Bil’s rating (out of 5): BB.
USA, 1938. Paramount Pictures. Story by Norman Krasna, Screenplay by Virginia Van Upp. Cinematography by Charles Lang. Produced by Fritz Lang. Music by Kurt Weill. Production Design by Hans Dreier, Ernst Fegte. Film Editing by Paul Weatherwax.
Early Hollywood project by the recently-arrived Fritz Lang shows him off at his corniest. George Raft and Sylvia Sidney play employees at a department store whose big-hearted owner (Harry Carey) has a strange hiring practice: he gives ex-cons the opportunity to go straight by giving them an honest living in his store. Raft has left his wicked ways behind him, and after completing parole decides to leave for California and seek out even better opportunities for a brighter future. He and Sidney finally admit their love for each other at the moment of departure, however, so he opts instead to stay and marry the lovely lady, but trouble is not far behind their fresh start.

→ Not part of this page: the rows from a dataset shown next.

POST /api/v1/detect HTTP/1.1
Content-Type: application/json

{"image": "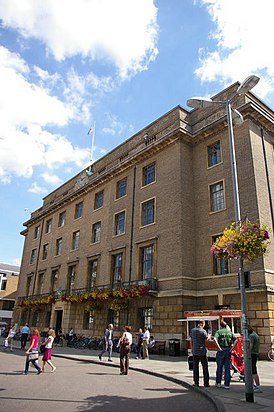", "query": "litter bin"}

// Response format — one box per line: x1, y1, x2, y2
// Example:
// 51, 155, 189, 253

168, 338, 180, 356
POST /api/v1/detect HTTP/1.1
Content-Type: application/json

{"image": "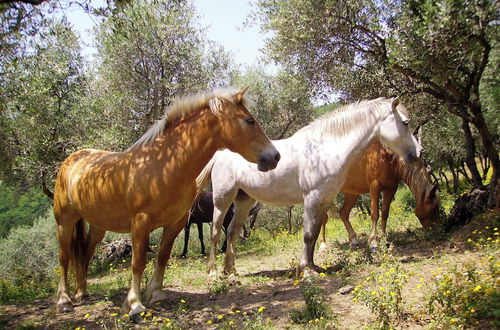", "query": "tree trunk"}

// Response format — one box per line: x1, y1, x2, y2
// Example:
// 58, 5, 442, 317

461, 119, 483, 188
469, 102, 499, 207
440, 170, 451, 193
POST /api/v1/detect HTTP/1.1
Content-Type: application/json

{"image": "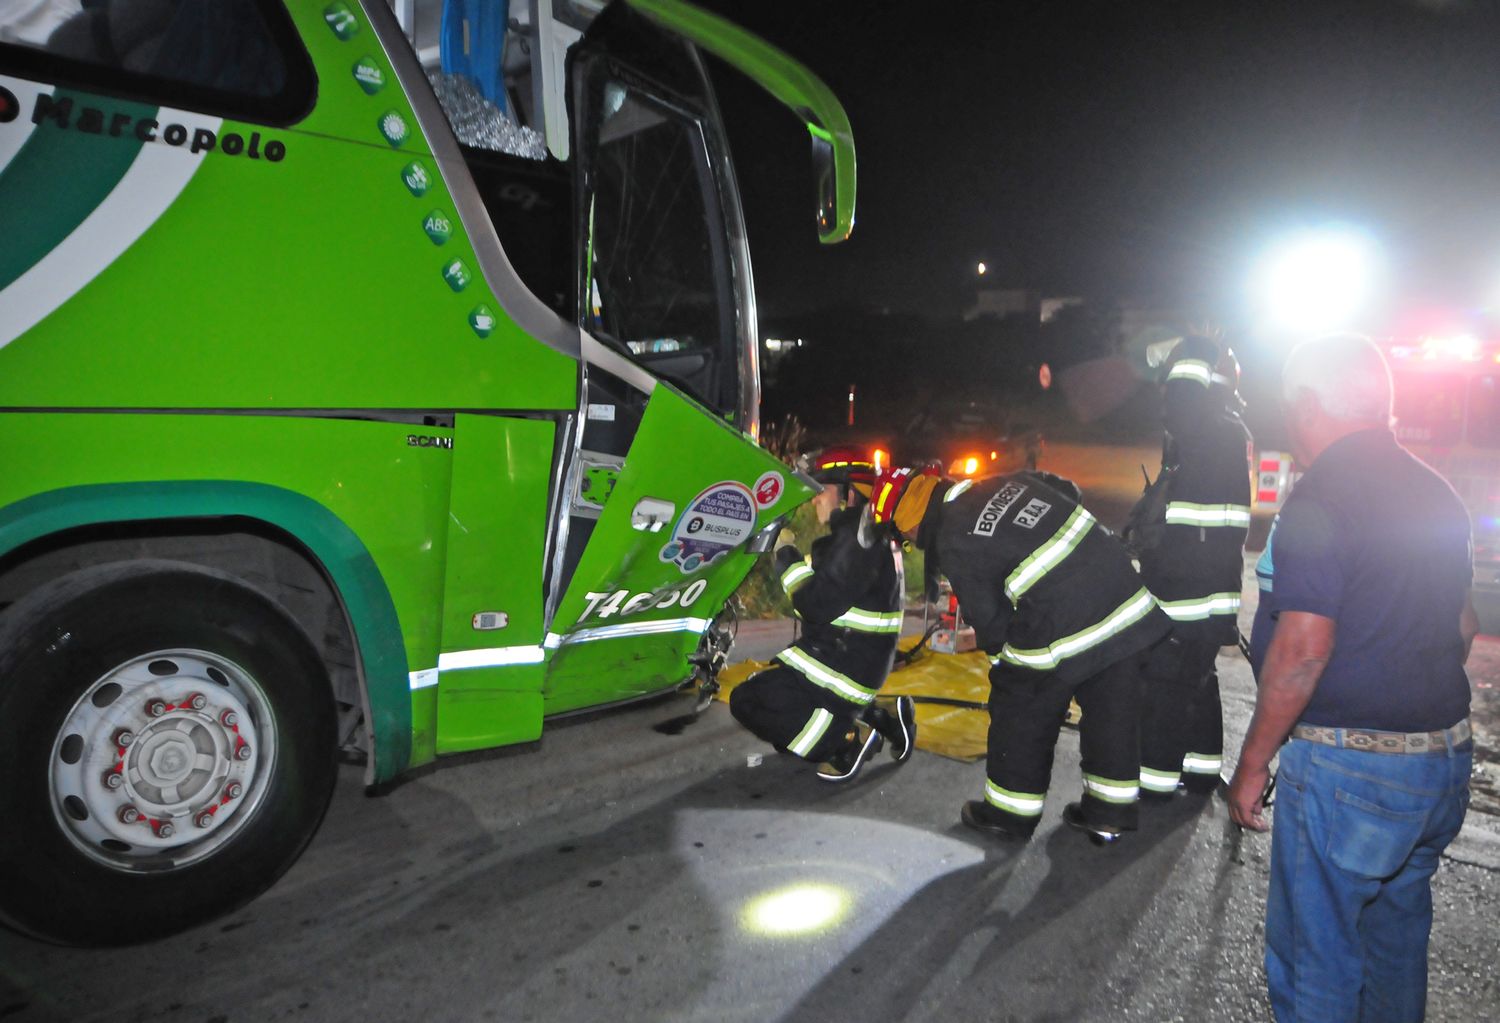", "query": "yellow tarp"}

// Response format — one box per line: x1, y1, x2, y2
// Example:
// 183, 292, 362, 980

She has a secret that could destroy them completely, while he becomes despondent over the distance her secret puts between them, which then makes him vulnerable to the influence of nefarious old friends and older habits. Lang had an ability to create rich images with depth and shadowy precision unlike anyone of his time (particularly enjoyable in the department store scenes), but the cardboard characters and cheesy moralizing really keeps it at the bottom of the list among the classics he made. That said, the scene where Sidney does a demonstration on why crime doesn’t pay is totally worth the price of admission.